News, Analysis, Trends, Management Innovations for
Clinical Laboratories and Pathology Groups

Hosted by Robert Michel

News, Analysis, Trends, Management Innovations for
Clinical Laboratories and Pathology Groups

Hosted by Robert Michel
Sign In

Cambridge Researchers in UK Develop ‘Unknome Database’ That Ranks Proteins by How Little is Known about Their Functions

Scientists believe useful new clinical laboratory assays could be developed by better understanding the huge number of ‘poorly researched’ genes and the proteins they build

Researchers have added a new “-ome” to the long list of -omes. The new -ome is the “unknome.” This is significant for clinical laboratory managers because it is part of an investigative effort to better understand the substantial number of genes, and the proteins they build, that have been understudied and of which little is known about their full function.

Scientists at the Medical Research Council Laboratory of Molecular Biology (MRC-LMB) in Cambridge, England, believe these genes are important.

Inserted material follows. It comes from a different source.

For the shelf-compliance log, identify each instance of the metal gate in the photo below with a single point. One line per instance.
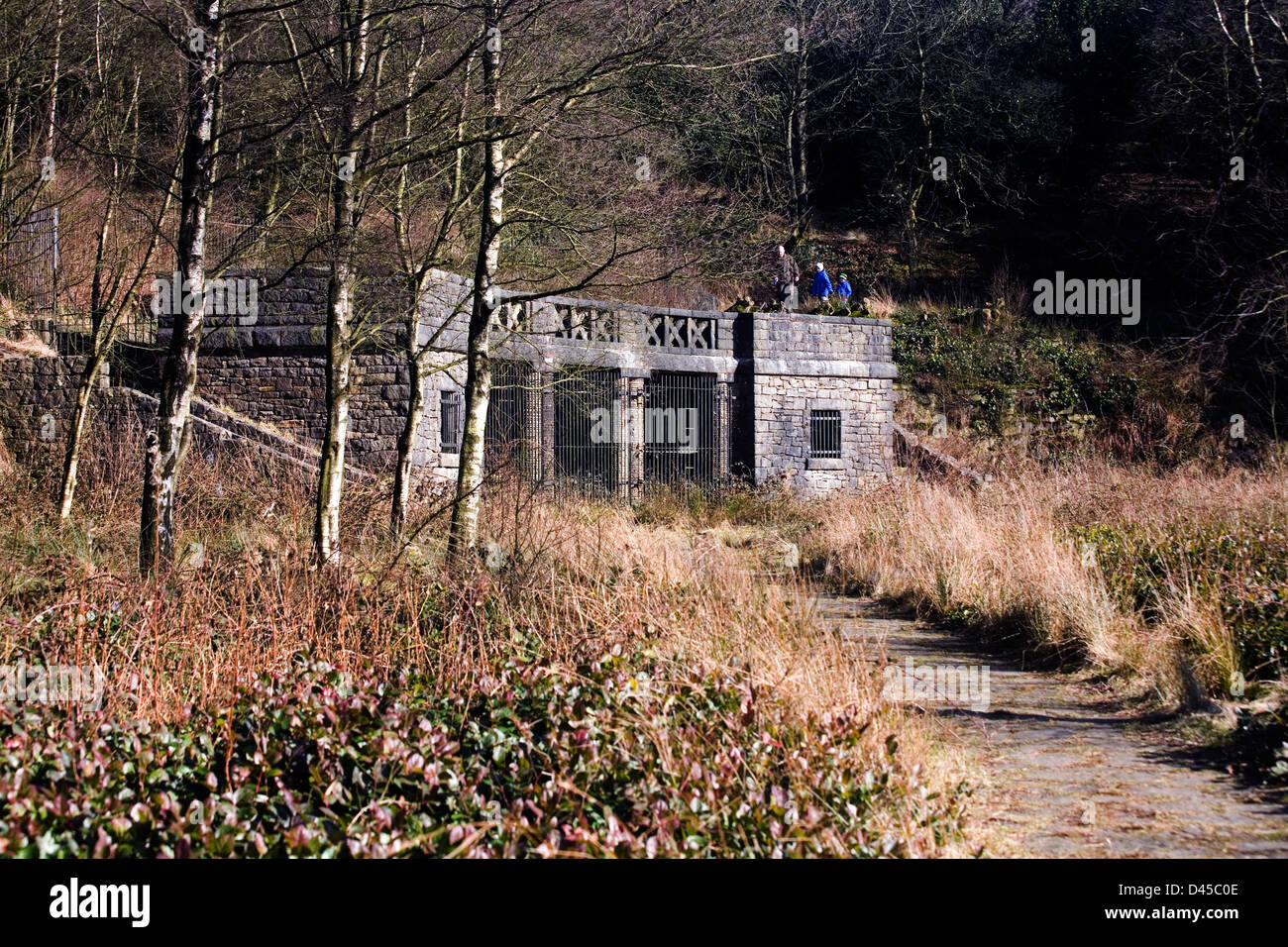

They have created a database of thousands of unknown—or “unknome” as they cleverly dubbed them—proteins and genes that have been “poorly understood” and which are “unjustifiably neglected,” according to a paper the scientist published in the journal PLOS Biology titled, “Functional Unknomics: Systematic Screening of Conserved Genes of Unknown Function.”

The Unknome Database includes “thousands of understudied proteins encoded by genes in the human genome, whose existence is known but whose functions are mostly not,” according to a news release.

The database, which is available to the public and which can be customized by the user, “ranks proteins based on how little is known about them,” the PLOS Biology paper notes.

It should be of interest to pathologists and clinical laboratory scientists. The fruit of this research may identify additional biomarkers useful in diagnosis and for guiding decisions on how to treat patients.

Sean Munro, PhD

“These uncharacterized genes have not deserved their neglect,” said Sean Munro, PhD (above), MRC Laboratory of Molecular Biology in Cambridge, England, in a press release. “Our database provides a powerful, versatile and efficient platform to identify and select important genes of unknown function for analysis, thereby accelerating the closure of the gap in biological knowledge that the unknome represents.” Clinical laboratory scientists may find the Unknome Database intriguing and useful. (Photo copyright: Royal Society.)

Risk of Ignoring Understudied Proteins

Proteomics (the study of proteins) is a rapidly advancing area of clinical laboratory testing. As genetic scientists learn more about proteins and their functions, diagnostics companies use that information to develop new assays. But did you know that researchers tend to focus on only a small fraction of the total number of protein-coding DNA sequences contained in the human genome?

The study of proteomics is primarily interested in the part of the genome that “contains instructions for building proteins … [which] are essential for development, growth, and reproduction across the entire body,” according to Scientific American. These are all protein-coding genes.

Proteomics estimates that there are more than two million proteins in the human body, which are coded for 20,000 to 25,000 genes, according to All the Science.

To build their database, the MRC researchers ranked the “unknome” proteins by how little is known about their functions in cellular processes. When they tested the database, they found some of these less-researched proteins important to biological functions such as development and stress resistance. 

“The role of thousands of human proteins remains unclear and yet research tends to focus on those that are already well understood,” said Sean Munro, PhD, MRC Laboratory of Molecular Biology in Cambridge, England, in the news release. “To help address this we created an Unknome database that ranks proteins based on how little is known about them, and then performed functional screens on a selection of these mystery proteins to demonstrate how ignorance can drive biological discovery.”

Munro created the Unknome Database along with Matthew Freeman, PhD, Head of England’s Sir William Dunn School of Pathology, University of Oxford.

In the paper, they acknowledged the human genome encodes about 20,000 proteins, and that the application of transcriptomics and proteomics has “confirmed that most of these new proteins are expressed, and the function of many of them has been identified.

“However,” the authors added, “despite over 20 years of extensive effort, there are also many others that still have no known function.”

They also recognized limited resources for research and that a preference for “relative safety” and “well-established fields” are likely holding back discoveries.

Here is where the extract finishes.